To the contrary, many companies still offer quality stocks – and the expectation is that once the coronavirus is under control, share prices will rebound on the stock markets. Investors can therefore use the current conditions, as an opportunity to identify quality stocks on the Zambian stock exchange that are grossly undervalued under current market conditions of uncertainty and fear created by the coronavirus crisis.

As a yardstick to identify stocks that are undervalued, we look at

  1. the long-term prospects of the company in the economy;
  2. the share price compared to the book value of the company and;
  3. the payback period – if you buy the share today.

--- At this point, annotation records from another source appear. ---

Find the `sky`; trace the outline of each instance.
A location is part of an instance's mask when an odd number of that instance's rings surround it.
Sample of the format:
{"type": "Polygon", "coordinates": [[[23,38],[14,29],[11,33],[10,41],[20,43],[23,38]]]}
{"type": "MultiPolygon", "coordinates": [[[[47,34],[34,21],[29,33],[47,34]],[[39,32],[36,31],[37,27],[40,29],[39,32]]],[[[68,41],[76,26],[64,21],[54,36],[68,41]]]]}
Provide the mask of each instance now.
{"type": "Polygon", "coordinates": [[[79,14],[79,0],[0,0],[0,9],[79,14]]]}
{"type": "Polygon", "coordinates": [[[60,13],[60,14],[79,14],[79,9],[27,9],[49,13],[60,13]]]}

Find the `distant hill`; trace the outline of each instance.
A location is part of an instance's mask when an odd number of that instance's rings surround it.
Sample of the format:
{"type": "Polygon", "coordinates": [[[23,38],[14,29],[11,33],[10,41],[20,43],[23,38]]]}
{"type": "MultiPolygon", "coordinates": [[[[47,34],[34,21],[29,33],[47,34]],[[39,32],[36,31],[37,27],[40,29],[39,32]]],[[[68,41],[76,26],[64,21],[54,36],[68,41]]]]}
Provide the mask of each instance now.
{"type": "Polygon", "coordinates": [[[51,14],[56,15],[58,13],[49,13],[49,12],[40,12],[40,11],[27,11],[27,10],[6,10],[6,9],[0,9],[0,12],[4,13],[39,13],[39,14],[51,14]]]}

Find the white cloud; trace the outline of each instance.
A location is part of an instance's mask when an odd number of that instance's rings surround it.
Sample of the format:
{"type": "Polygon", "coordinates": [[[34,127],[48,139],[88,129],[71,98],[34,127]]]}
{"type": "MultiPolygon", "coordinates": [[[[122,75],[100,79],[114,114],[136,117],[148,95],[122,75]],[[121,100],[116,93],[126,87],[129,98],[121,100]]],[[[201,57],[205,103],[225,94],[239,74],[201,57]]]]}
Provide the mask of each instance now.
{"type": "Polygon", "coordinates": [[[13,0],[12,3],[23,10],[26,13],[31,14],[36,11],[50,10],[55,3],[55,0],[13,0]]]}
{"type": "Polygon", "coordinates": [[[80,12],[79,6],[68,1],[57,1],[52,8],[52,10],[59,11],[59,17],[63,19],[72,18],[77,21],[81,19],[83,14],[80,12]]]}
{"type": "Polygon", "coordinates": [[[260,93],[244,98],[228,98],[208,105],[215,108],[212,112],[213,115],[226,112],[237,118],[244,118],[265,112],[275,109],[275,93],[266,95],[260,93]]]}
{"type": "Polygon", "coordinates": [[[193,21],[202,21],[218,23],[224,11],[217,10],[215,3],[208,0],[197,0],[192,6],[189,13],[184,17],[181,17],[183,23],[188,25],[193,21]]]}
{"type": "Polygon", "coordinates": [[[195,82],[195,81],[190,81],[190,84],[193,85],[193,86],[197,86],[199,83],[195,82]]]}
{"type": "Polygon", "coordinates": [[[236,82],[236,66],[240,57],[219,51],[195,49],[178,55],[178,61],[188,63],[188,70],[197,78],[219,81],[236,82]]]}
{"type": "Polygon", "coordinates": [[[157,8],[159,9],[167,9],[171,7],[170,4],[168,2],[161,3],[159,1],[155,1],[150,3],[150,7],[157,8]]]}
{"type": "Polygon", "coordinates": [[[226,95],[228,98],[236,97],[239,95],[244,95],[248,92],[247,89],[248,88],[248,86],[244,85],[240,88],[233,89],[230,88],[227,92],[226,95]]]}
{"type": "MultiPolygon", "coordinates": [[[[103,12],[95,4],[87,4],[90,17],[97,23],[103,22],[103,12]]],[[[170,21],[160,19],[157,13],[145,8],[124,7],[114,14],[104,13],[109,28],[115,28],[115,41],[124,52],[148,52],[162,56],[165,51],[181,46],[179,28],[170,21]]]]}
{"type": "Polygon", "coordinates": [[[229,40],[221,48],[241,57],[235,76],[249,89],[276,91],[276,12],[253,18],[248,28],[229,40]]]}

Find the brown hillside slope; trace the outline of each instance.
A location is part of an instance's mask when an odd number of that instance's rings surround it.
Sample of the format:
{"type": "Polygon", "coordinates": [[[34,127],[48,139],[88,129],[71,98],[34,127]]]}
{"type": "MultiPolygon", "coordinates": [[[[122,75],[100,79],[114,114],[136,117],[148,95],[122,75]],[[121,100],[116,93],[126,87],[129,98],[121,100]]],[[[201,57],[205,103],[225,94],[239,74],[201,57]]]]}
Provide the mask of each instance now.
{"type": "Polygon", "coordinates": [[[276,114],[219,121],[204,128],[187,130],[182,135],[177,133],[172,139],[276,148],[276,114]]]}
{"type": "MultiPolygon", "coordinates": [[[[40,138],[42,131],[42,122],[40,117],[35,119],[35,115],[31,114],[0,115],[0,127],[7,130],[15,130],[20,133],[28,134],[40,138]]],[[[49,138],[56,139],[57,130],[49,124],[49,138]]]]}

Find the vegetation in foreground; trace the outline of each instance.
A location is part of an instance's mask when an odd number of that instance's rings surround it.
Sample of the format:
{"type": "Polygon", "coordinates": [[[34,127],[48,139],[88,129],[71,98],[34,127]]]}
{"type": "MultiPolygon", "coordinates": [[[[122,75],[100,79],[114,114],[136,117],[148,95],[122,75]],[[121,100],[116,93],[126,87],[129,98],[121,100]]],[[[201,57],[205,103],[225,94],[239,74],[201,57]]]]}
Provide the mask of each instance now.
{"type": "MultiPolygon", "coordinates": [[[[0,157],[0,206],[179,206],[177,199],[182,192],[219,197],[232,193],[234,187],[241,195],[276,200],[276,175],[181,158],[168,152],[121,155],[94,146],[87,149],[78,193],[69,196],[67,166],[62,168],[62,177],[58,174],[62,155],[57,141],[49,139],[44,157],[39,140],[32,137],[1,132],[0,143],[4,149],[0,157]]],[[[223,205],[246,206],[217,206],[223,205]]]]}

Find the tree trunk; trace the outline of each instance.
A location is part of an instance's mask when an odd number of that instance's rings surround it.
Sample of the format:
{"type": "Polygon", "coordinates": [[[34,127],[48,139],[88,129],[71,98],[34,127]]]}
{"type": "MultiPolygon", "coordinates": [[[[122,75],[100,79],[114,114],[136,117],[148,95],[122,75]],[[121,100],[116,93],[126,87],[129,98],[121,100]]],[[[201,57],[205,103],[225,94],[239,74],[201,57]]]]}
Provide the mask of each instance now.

So is it a good idea to invest in the midst of the coronavirus crisis or any other financial crisis? Well, remember the golden principle about confidence in the future. It is clear that the coronavirus has hurt economic activity and has severely slowed economic growth. However, the resultant drop in share prices presents opportunities for bargain hunting and investing. We are undoubtedly experiencing trying times due to coronavirus but the pandemic will ultimately be overcome. It will not happen overnight but economies will rebound. Zambia can benefit from recognising the stock market as a critical part of its economic well-being and that the Lusaka Stock Exchange can rise to the challenge of providing a matching of our risk and return appetites to stir entrepreneurship and economic growth in Zambia.